Le Samedi 14 décembre 2014 mériterait d’être désigné par « la journée des Dupes » eu égard aux similitudes qu’il présente avec cet événement bien connu de l’histoire de France ; la désignation de Mehdi Jomâa, à la barbe de l’opposition, a prouvé que celle-ci avait encore beaucoup à apprendre en matière de manœuvre politicienne. En vieux renard, Rached Ghanouchi, a roulé tout le monde dans la farine en imposant le candidat d’Ennahdha ; c’est plutôt une performance de sortir gagnant d’un processus auquel on a souscrit avec beaucoup de réticence.
Il faut dire que l’improvisation et le flou qui ont caractérisé la méthodologie du Quartet en particulier sur les critères devant être réunis par les impétrants a facilité la tâche du parti islamiste. Les accents apocalyptiques de Houcine Abassi qui promettait aux Tunisiens un hiver chaud et des lendemains incertains ont, également, contribué au dénouement en queue de poisson du dialogue national.

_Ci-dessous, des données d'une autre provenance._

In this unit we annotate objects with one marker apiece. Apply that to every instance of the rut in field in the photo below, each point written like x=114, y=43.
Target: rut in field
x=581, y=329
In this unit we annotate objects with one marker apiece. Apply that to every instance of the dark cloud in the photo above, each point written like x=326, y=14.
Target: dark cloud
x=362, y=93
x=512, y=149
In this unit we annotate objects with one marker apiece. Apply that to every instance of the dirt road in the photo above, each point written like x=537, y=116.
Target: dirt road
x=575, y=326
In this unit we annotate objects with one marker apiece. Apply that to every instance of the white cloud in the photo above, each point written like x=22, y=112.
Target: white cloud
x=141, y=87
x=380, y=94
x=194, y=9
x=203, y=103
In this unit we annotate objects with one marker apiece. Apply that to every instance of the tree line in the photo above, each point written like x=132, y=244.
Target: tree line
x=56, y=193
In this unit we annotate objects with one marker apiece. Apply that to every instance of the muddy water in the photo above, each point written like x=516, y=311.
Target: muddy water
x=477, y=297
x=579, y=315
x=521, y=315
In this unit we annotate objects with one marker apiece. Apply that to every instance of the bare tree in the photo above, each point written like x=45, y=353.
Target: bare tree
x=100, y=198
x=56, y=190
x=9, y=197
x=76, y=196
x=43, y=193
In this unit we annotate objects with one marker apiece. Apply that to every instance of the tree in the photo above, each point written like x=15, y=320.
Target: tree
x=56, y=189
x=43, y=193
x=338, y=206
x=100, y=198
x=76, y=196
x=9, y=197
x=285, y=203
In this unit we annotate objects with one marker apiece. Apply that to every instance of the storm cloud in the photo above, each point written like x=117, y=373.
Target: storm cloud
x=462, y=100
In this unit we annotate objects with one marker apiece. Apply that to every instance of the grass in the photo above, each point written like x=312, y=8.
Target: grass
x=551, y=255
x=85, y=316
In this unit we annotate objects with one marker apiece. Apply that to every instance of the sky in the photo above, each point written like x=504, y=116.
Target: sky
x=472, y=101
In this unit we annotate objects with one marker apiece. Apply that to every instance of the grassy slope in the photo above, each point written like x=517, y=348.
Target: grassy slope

Sonnée, divisée, et disons-le franchement, un peu ridiculisée, l’opposition devra attendre les éventuelles déconvenues du prochain gouvernement pour regagner sa crédibilité. Mais ce samedi 14 décembre, un autre événement, éminemment plus grave s’est produit : l’adoption de la loi sur la justice transitionnelle. Il aura fallu que Moncef Marzouki perpètre avec « le torchon noir » un exploit littéraire pour que nos élus s’empressent d’adopter à la va-vite une loi organique dont on ne tardera pas à mesurer la nocivité. Par le plus pur des hasards, bien entendu, ladite loi a été adoptée par l’ANC dans un hémicycle à moitié vide tandis que tous les regards été rivés sur l’issue du dialogue national. Pourtant, une loi organique de cette portée aurait amplement justifié une mobilisation de tous les élus et notamment ceux de l’opposition.
En fait, subrepticement, la Troïka, majoritaire à l’ANC, a installé pour les prochaines années une nouvelle juridiction digne de la « Sainte Inquisition » ; Contrairement à son illustre devancière qui traquait jusque dans les cœurs l’hérésie, « l’Instance de la Vérité et de la Dignité », est chargée par la loi de dévoiler toute la vérité sur les atteintes aux droits de l’homme depuis le 1er juin 1955. Il est en soi honteux que le retour triomphal à Tunis du combattant suprême, Habib Bourguiba, ait été choisi comme le point de départ de la compétence de l’Instance. En somme, les 15 inquisiteurs qui seront désignés pour siéger dans cette instance sont appelés à pourchasser le mal commis depuis 60 ans.
Je ne comprends pas, du reste, qu’ils n’aient pas étendu leurs compétences aux exactions commises au Sahel par le Général Zarrouk en 1864 ; en cherchant bien, on devrait pouvoir trouver les héritiers des victimes de son expédition punitive et, pourquoi pas, demander que les descendants de l’impitoyable Général viennent solliciter publiquement leur pardon. Alors que l’on ne parvient même pas à éclaircir les cas de torture commis le mois dernier, on prétend reconstruire la réalité de faits qui remontent au milieu du siècle dernier.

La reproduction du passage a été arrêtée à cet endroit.